From the June 25, 2008 Canadian Financial Post:
Hmmm. Here's a source of oil right next door, where the money won't be funding dictators, religious fanatics, or people that like to blow themselves up--and Obama wants to shut it off. And you were saying that the nasty rumors about Obama being a closet Muslim are just vicious lies? What, exactly, would you expect a closet Muslim to do, if not for this guarantee that we will be even more dependent on oil from places where they have their turbans wound too tight?Big-city U. S. mayors and presidential hopeful Barack Obama, who joined the parade this week of ill-informed, U. S. anti-oil sands policies, should be careful what they wish for.

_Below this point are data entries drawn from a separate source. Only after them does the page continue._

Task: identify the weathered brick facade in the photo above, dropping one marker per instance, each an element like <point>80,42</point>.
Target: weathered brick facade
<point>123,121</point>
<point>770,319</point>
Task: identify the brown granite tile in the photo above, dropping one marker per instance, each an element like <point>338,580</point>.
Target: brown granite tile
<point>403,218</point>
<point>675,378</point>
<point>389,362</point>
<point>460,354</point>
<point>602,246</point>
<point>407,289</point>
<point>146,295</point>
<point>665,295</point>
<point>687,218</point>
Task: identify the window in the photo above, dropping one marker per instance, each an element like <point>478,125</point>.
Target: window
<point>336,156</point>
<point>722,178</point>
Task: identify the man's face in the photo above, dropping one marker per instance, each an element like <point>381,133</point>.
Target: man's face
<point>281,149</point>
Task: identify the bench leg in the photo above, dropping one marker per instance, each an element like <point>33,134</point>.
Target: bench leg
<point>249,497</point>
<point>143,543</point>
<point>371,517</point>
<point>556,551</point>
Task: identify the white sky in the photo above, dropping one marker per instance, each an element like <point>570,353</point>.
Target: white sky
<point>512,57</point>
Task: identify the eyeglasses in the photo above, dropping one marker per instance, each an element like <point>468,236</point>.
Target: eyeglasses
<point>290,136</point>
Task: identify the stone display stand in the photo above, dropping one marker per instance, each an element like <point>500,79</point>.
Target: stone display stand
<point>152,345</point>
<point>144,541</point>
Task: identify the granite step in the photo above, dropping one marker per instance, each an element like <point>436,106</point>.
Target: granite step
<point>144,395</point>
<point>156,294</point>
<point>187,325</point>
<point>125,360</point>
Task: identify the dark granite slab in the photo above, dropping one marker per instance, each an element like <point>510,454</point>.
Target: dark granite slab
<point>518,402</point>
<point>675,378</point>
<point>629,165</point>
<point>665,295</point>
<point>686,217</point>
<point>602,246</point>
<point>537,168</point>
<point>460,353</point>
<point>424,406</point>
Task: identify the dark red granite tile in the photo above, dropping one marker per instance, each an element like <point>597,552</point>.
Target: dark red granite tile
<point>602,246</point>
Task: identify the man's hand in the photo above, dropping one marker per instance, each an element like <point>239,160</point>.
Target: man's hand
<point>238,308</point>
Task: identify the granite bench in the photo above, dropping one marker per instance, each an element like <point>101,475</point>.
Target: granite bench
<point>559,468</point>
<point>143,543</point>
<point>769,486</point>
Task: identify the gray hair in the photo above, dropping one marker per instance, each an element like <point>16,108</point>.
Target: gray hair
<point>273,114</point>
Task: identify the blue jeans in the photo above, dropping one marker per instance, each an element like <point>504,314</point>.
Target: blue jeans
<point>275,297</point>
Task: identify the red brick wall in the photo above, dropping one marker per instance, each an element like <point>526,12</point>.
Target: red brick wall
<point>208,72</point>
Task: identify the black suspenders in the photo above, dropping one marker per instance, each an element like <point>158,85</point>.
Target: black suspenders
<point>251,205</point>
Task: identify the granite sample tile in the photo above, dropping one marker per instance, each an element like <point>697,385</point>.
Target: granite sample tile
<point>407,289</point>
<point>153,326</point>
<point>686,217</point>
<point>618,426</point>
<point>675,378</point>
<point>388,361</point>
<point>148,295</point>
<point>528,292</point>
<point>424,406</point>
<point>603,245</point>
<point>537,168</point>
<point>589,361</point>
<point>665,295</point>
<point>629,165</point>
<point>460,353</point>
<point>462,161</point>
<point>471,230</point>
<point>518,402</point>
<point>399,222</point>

While the aim is undoubtedly to pander to the electorate in an election year charged with oil and climate-change debate, what they are stoking is an increasingly angry Canadian energy industry that is seriously looking at non-U. S. markets for its oil.
Here's what Rick George, chief executive of Suncor Energy Inc., Canada's largest single oil sands producer, said this week, reflecting rising frustration with the wave of American anti-oil sands policies:
"We are down to very limited amounts of spare capacity," he said. "Mexico is in very steep decline. The North Sea is in decline. Venezuela is likely to slip from here. There are problems in Nigeria, Russia. The world will absorb this oil one way or the other. If the U. S. doesn't take it, then we will develop other markets."

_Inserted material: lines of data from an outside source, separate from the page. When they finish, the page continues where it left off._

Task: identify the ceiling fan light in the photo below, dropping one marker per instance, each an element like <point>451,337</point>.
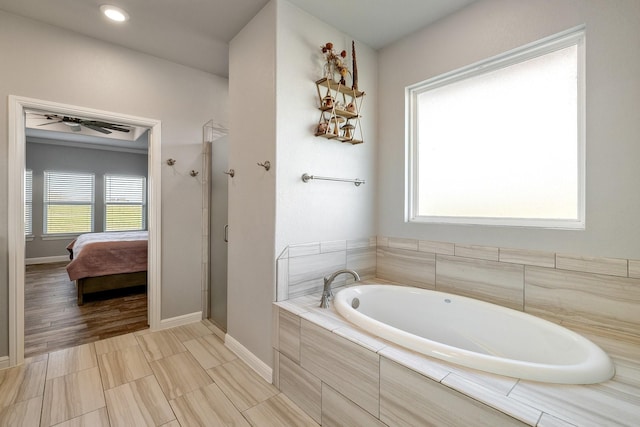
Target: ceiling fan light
<point>114,13</point>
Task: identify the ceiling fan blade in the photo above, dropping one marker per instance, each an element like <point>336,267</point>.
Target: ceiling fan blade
<point>96,128</point>
<point>111,126</point>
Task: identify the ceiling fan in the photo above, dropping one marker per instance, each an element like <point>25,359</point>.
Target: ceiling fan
<point>75,124</point>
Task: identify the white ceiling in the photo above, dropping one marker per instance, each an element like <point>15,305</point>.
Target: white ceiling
<point>196,33</point>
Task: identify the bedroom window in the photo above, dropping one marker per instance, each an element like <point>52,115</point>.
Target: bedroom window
<point>68,202</point>
<point>125,200</point>
<point>28,202</point>
<point>501,142</point>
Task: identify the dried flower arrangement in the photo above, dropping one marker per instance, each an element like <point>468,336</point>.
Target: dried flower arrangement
<point>335,64</point>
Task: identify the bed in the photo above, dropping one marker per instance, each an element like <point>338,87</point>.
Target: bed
<point>108,261</point>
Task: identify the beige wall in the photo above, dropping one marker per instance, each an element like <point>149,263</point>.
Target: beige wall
<point>48,63</point>
<point>490,27</point>
<point>274,62</point>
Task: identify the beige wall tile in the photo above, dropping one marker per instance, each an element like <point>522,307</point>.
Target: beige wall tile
<point>303,388</point>
<point>366,242</point>
<point>209,351</point>
<point>25,413</point>
<point>634,268</point>
<point>511,407</point>
<point>207,406</point>
<point>306,272</point>
<point>138,403</point>
<point>275,373</point>
<point>547,420</point>
<point>363,261</point>
<point>609,266</point>
<point>69,396</point>
<point>179,374</point>
<point>333,246</point>
<point>304,249</point>
<point>400,243</point>
<point>278,411</point>
<point>121,366</point>
<point>442,248</point>
<point>607,302</point>
<point>345,366</point>
<point>282,280</point>
<point>382,242</point>
<point>409,399</point>
<point>406,267</point>
<point>289,335</point>
<point>524,256</point>
<point>241,384</point>
<point>495,282</point>
<point>608,404</point>
<point>338,411</point>
<point>479,252</point>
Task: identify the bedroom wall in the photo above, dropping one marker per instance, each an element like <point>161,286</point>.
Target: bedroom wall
<point>45,62</point>
<point>490,27</point>
<point>43,156</point>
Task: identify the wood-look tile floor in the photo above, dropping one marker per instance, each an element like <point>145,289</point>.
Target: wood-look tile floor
<point>183,376</point>
<point>53,320</point>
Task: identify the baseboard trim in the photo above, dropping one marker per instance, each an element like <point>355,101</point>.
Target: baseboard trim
<point>46,259</point>
<point>249,358</point>
<point>185,319</point>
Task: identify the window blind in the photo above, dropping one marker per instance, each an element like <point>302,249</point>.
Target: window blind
<point>125,202</point>
<point>28,202</point>
<point>68,202</point>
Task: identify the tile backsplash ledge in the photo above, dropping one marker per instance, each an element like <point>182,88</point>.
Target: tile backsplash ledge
<point>603,293</point>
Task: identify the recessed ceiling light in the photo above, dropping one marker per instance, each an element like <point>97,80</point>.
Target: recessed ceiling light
<point>114,13</point>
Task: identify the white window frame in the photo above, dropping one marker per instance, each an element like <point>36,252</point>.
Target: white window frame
<point>575,36</point>
<point>46,203</point>
<point>143,203</point>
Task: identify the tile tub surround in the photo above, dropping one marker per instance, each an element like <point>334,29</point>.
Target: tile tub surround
<point>301,267</point>
<point>576,291</point>
<point>344,373</point>
<point>579,291</point>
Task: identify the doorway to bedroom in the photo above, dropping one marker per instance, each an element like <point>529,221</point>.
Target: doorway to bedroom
<point>83,171</point>
<point>89,178</point>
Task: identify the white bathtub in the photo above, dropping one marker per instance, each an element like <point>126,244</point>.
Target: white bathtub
<point>475,334</point>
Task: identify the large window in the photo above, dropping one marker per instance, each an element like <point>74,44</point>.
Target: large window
<point>501,142</point>
<point>68,202</point>
<point>124,202</point>
<point>28,202</point>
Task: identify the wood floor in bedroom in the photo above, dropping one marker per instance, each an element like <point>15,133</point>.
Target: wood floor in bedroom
<point>53,320</point>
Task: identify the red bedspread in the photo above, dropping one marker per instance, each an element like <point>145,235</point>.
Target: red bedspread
<point>105,258</point>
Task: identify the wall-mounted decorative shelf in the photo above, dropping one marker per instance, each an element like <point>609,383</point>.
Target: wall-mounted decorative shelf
<point>340,108</point>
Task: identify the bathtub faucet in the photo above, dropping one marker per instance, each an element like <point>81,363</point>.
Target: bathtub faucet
<point>327,293</point>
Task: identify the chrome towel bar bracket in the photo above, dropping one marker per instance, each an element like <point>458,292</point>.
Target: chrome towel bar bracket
<point>306,178</point>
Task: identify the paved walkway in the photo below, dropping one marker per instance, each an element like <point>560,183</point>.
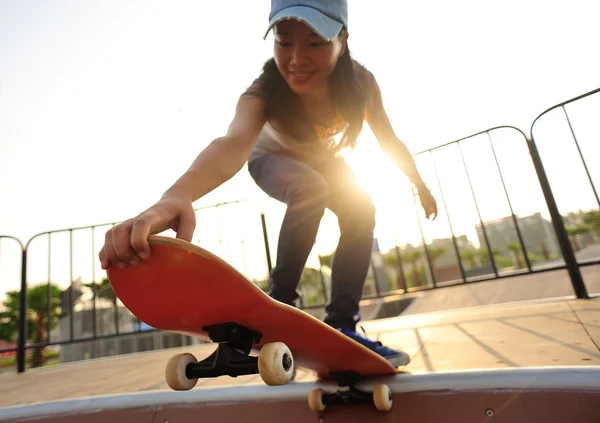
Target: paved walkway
<point>551,333</point>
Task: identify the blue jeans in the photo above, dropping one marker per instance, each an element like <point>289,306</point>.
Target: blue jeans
<point>307,191</point>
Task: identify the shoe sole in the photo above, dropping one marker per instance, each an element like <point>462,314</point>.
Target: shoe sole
<point>399,360</point>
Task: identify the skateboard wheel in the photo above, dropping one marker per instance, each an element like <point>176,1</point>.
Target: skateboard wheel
<point>275,364</point>
<point>315,400</point>
<point>382,397</point>
<point>175,372</point>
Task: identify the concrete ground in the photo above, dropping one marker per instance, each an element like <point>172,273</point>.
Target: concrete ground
<point>525,334</point>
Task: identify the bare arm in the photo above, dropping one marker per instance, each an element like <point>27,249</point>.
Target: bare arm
<point>389,142</point>
<point>224,156</point>
<point>127,243</point>
<point>395,149</point>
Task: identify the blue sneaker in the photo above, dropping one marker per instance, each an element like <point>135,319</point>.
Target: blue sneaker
<point>397,358</point>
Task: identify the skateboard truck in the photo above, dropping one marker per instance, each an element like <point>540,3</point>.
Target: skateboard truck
<point>231,357</point>
<point>275,363</point>
<point>347,393</point>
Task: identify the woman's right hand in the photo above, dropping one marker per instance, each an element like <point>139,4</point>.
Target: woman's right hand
<point>126,244</point>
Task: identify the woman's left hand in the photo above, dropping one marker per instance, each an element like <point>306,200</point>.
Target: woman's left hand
<point>428,202</point>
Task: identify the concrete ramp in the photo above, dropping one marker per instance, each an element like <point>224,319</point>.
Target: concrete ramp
<point>545,394</point>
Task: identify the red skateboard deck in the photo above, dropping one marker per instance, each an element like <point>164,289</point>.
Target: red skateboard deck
<point>182,288</point>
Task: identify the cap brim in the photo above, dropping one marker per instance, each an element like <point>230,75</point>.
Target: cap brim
<point>321,24</point>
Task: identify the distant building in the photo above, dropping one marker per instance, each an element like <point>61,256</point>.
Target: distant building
<point>537,232</point>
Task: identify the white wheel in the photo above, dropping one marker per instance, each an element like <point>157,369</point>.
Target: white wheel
<point>315,400</point>
<point>175,372</point>
<point>275,364</point>
<point>382,397</point>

Borrowing heavily from the rhetoric of the environmental movement, right down to using the pejorative "tar sands" to describe Canada's reserves, mayors from the United States' largest cities adopted a resolution at a meeting in Miami on Monday singling out Western Canada's oil-sands sector as part of a crackdown on fuels that cause global warming.
Yesterday, Mr. Obama vowed to break America's addiction to "dirty, dwindling and dangerously expensive" oil if elected U. S. president -- and he said one of his first targets may well be imports from Canada's oil sands. A senior advisor to Obama's campaign said it's an "open question" whether Alberta's oil sands fit with Obama's vision for shifting the U. S. dramatically away from carbon-intensive fuels.

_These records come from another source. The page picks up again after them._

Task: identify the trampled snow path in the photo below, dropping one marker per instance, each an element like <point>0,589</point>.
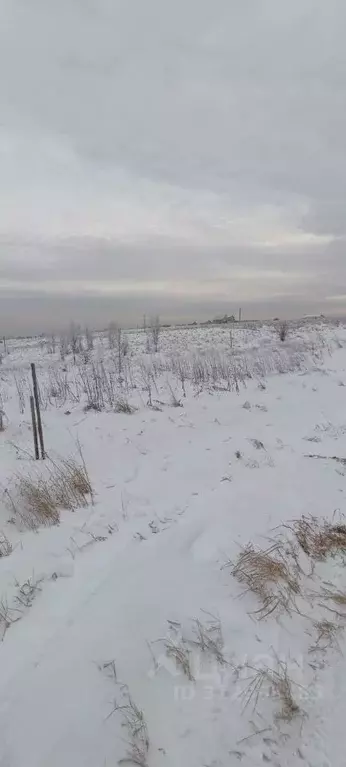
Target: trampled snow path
<point>174,503</point>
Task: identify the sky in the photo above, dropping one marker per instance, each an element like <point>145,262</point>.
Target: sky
<point>185,157</point>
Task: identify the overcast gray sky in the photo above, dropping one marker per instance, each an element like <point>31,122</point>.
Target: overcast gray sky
<point>181,156</point>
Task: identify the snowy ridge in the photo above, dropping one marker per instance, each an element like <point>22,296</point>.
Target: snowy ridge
<point>129,639</point>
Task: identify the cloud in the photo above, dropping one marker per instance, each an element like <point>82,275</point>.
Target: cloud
<point>183,152</point>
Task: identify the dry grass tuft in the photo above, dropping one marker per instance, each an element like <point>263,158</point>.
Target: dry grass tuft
<point>38,498</point>
<point>319,538</point>
<point>176,648</point>
<point>209,638</point>
<point>327,633</point>
<point>139,743</point>
<point>5,546</point>
<point>336,596</point>
<point>271,574</point>
<point>274,683</point>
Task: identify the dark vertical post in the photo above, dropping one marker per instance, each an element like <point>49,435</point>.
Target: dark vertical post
<point>34,427</point>
<point>38,411</point>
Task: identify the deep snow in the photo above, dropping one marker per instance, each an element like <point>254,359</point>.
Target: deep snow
<point>117,581</point>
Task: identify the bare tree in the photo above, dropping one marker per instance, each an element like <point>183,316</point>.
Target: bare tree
<point>155,329</point>
<point>283,331</point>
<point>89,338</point>
<point>75,338</point>
<point>112,333</point>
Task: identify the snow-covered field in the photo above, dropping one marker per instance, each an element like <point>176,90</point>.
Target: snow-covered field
<point>127,637</point>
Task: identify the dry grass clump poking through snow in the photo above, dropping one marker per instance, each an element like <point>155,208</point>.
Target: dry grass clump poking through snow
<point>38,498</point>
<point>274,683</point>
<point>208,637</point>
<point>138,746</point>
<point>5,546</point>
<point>271,574</point>
<point>327,634</point>
<point>319,538</point>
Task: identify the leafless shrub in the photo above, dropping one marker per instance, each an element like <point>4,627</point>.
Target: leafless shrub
<point>319,538</point>
<point>175,402</point>
<point>257,444</point>
<point>8,615</point>
<point>122,405</point>
<point>27,592</point>
<point>209,638</point>
<point>5,546</point>
<point>277,684</point>
<point>271,574</point>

Let's try this, Barack Hussein Obama: Pakistan is an ally (not a very strong one, I admit). We don't invade allies. Iran is our enemy--and has been in a state of undeclared war with us since 1979. We don't roll over and engage in submissive urination for an enemy. Canada is our ally--the closest ally that we have. We don't go out of way to insult an ally.
Foreign policy is complex--but Obama seems to be failing even the kindergarten level of it.